Although not conclusive, it is possible for this “parent” to gain custody rights for the child. In Arizona, a child’s legal parent is defined as a biological or adoptive parent whose parental rights have not been terminated. However, individuals who have acted in a parental role to a child–whether biologically related to the child or not–may under certain circumstances petition for and receive custody and/or visitation with the child.

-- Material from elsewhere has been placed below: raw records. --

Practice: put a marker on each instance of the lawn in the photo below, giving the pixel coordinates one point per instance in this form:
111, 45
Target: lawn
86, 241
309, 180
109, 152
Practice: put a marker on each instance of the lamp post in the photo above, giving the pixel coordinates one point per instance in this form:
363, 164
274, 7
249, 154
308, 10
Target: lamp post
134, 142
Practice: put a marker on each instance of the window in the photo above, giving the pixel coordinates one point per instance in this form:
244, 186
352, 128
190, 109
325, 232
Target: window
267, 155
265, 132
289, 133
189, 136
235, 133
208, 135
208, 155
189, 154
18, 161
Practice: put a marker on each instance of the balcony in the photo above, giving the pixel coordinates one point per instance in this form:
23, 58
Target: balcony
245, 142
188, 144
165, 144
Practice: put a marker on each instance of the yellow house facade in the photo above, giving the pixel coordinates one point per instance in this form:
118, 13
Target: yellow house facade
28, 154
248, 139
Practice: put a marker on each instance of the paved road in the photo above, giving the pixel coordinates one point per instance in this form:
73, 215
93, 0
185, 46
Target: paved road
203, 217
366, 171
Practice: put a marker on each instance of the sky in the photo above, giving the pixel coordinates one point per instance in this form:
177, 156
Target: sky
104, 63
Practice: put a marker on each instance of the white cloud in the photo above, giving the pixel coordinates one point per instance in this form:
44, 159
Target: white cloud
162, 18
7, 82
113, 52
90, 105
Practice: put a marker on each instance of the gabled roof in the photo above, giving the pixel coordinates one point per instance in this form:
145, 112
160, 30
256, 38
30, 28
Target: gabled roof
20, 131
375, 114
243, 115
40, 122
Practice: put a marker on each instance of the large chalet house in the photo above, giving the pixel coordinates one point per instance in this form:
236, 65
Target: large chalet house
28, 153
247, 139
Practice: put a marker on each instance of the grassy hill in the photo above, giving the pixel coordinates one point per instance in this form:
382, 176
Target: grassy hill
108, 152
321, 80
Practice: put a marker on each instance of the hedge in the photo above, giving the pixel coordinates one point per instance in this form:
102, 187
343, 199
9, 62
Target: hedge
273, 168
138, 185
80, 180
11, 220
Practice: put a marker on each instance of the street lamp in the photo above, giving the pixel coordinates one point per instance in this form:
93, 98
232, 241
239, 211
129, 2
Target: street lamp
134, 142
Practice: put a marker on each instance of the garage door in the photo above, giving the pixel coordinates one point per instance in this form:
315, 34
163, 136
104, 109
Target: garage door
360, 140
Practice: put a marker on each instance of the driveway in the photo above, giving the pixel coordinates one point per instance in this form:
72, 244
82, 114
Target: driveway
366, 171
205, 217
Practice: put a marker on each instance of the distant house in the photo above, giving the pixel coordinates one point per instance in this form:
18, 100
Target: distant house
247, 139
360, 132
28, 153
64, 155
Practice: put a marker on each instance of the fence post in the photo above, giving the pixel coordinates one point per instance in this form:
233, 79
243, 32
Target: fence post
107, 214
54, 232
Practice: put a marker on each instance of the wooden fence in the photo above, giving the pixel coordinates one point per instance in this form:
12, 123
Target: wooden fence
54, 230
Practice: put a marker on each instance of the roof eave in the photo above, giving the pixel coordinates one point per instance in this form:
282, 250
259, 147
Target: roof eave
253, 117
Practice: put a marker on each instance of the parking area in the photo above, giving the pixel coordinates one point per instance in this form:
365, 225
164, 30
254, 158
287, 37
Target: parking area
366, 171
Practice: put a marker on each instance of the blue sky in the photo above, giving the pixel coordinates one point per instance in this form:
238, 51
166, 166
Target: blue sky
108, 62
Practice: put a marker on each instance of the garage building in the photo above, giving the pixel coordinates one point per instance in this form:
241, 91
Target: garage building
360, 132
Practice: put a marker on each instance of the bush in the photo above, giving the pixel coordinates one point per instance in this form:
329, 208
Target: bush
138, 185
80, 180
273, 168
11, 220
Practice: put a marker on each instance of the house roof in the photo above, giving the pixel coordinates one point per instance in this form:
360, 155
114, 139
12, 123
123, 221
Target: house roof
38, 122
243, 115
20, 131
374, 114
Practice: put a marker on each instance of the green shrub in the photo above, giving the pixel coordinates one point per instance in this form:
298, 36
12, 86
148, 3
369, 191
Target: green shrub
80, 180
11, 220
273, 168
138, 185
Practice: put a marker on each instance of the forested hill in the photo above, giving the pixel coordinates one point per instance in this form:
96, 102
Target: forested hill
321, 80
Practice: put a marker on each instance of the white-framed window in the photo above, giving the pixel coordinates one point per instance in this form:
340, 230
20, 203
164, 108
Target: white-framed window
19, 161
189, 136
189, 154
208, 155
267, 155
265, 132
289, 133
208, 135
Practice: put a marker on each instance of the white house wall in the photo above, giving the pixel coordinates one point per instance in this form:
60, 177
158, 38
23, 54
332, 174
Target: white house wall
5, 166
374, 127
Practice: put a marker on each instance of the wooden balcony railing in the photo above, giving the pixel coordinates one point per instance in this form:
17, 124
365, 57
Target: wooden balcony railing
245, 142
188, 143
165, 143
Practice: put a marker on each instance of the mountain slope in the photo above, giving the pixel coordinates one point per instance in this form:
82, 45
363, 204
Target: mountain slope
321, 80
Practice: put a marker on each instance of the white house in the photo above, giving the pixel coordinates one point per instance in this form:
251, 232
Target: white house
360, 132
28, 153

To qualify, the person must have been treated as a parent by the child and have formed a meaningful parental relationship with the child for a substantial period of time. This is referred to as an “in loco parentis” relationship. In addition, one of the following circumstances must exist:

  1. One of the child’s legal parents is deceased (or if you are seeking visitation, that they have been missing at least three months)
  2. The child’s legal parents are not married to each other at the time the petition is filed
  3. There is a pending proceeding for divorce or legal separation of the legal parents at the time the petition is filed

If an in loco parentis relationship and any one of the three circumstances listed above exists, a step-parent, a grandparent, another relative or even someone unrelated to the child by blood or marriage qualifies under Arizona law to seek custody or visitation.

Not Quite A Given

Even if you are allowed under Arizona law to file such a petition, your right to custody or visitation is not automatic. In order to obtain visitation with the child, you must show it will be in the best interests of the child for visitation to occur.

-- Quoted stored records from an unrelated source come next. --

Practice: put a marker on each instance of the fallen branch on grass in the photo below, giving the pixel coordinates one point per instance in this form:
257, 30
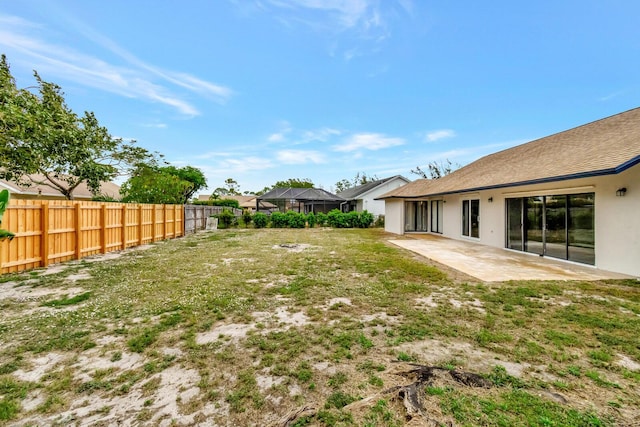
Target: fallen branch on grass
411, 395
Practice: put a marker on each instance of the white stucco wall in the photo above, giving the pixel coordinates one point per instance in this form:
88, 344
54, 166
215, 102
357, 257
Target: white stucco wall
617, 219
394, 216
618, 223
377, 207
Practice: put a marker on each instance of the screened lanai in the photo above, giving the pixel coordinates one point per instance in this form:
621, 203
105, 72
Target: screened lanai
302, 200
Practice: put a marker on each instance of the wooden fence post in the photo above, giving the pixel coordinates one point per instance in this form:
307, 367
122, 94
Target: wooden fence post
140, 224
164, 222
44, 241
124, 226
78, 226
153, 223
103, 229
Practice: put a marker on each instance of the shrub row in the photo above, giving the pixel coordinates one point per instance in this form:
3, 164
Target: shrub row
292, 219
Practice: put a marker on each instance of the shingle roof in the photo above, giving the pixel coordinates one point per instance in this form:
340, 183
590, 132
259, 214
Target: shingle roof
606, 146
246, 201
301, 194
353, 192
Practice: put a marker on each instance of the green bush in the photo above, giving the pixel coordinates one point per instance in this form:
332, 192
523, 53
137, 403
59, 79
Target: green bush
296, 219
231, 203
366, 219
246, 217
321, 219
311, 219
225, 219
278, 220
353, 219
260, 220
336, 219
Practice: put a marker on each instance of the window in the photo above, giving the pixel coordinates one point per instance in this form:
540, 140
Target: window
471, 218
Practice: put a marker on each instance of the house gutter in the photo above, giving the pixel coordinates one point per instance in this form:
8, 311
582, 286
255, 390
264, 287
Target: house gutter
602, 172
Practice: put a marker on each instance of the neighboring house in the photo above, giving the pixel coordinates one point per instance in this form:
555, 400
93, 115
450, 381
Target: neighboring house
302, 200
363, 197
44, 192
245, 202
574, 196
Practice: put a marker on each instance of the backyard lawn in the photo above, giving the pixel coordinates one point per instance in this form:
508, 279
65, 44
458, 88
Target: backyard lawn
317, 327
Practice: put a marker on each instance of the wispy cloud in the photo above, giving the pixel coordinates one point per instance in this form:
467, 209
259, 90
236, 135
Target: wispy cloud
292, 157
367, 141
155, 125
439, 134
32, 44
245, 164
357, 27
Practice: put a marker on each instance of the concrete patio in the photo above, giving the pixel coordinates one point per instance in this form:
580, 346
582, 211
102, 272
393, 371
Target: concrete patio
490, 264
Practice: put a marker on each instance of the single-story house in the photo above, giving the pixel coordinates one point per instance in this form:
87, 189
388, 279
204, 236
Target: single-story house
302, 200
363, 197
45, 192
574, 196
245, 202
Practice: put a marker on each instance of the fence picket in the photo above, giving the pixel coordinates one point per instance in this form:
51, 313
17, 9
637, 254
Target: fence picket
50, 231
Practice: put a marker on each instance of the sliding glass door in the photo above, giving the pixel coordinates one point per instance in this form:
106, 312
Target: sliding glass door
436, 216
415, 216
559, 226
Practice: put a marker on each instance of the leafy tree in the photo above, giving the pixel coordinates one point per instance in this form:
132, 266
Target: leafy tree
436, 170
152, 184
190, 174
294, 183
360, 179
42, 141
4, 202
260, 220
231, 188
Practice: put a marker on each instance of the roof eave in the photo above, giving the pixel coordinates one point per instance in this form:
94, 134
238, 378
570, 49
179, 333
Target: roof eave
590, 174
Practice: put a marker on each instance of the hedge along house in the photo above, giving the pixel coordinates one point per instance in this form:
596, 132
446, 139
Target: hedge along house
573, 196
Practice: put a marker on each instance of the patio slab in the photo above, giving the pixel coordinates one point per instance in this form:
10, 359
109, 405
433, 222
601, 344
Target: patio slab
490, 264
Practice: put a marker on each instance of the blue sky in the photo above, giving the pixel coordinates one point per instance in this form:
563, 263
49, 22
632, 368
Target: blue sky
267, 90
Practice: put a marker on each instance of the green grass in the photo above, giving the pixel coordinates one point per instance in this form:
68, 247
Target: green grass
62, 302
148, 314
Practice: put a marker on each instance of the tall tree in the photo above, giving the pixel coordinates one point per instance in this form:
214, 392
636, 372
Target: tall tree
150, 183
294, 183
42, 141
436, 170
190, 174
231, 188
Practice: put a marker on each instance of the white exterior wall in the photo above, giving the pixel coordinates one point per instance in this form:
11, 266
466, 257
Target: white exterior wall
394, 216
377, 207
617, 219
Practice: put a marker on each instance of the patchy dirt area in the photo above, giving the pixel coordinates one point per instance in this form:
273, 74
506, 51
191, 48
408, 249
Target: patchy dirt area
225, 337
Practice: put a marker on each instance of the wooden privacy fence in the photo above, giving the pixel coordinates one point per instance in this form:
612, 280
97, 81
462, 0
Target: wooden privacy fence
53, 231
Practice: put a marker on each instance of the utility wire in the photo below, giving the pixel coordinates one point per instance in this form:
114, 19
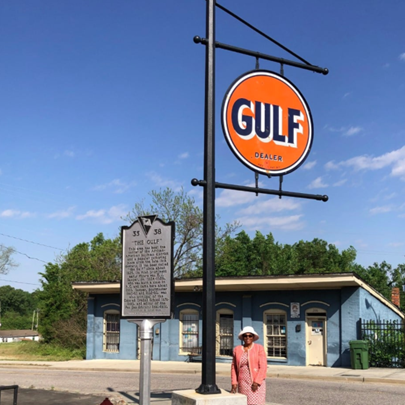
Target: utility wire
24, 254
19, 282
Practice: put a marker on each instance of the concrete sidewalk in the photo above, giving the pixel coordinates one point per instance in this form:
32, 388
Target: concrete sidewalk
371, 375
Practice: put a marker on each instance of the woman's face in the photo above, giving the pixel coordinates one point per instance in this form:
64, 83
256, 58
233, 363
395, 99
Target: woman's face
247, 338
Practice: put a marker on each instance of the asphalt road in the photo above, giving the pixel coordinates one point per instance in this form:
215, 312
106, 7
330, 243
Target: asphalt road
279, 391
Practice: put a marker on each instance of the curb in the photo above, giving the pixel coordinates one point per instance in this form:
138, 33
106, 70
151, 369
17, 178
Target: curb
292, 376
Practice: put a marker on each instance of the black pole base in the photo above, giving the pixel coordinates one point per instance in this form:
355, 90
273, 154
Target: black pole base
207, 389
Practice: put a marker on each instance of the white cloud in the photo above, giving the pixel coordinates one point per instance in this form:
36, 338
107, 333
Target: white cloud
160, 181
345, 131
396, 244
340, 183
103, 216
395, 159
16, 214
69, 153
381, 210
290, 223
317, 183
353, 131
390, 196
118, 186
62, 214
309, 165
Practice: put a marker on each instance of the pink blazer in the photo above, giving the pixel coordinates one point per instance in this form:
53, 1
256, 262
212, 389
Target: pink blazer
257, 363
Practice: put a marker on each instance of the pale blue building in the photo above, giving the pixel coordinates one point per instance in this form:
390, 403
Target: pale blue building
302, 320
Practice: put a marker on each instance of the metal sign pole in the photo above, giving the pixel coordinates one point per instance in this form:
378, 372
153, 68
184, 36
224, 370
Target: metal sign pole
208, 384
146, 326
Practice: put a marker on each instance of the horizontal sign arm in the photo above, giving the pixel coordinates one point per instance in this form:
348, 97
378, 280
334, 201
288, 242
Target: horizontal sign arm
259, 55
318, 197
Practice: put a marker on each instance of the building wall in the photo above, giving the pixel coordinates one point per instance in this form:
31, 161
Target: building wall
343, 307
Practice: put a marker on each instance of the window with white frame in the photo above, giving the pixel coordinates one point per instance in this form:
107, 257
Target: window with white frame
275, 326
189, 329
224, 332
111, 331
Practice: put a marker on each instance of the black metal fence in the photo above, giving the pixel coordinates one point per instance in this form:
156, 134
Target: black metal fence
386, 342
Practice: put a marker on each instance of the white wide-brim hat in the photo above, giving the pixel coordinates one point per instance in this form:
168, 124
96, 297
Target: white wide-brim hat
248, 329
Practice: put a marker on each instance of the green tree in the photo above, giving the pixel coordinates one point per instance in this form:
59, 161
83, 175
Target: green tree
17, 307
63, 310
378, 276
263, 256
188, 217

Of course, it is much more difficult to obtain custody than visitation. In order to obtain custody, your petition must allege facts from which a court can conclude it would be “significantly detrimental” to the child to remain or be placed in the custody of either of the child’s living legal parents. If this hurdle is passed, you still must show it may not be in the child’s best interests for a legal parent to have custody. Thus, awarding custody to a non-legal parent typically only occurs in situations where neither legal parent is physically available to care for the child. Examples of this include if the legal parent is incarcerated or missing or has drug, alcohol, behavioral or emotional issues that will make it potentially harmful to the child to remain or be placed with them.

If either one or both legal parents have behaved in such a way that the state has instituted a dependency action with regard to the child, you will need to address the issue through the juvenile court first rather than through an in loco parentis petition.

Although a grandparent might qualify under this statute to have parenting time or custody of their grandchildren, they may also qualify under the grandparent visitation statute to obtain their own court-ordered visitation even if they have not formed an in loco parentis relationship with the child.

As with all child custody cases, the health, well-being, and best interests of the child must always be a priority.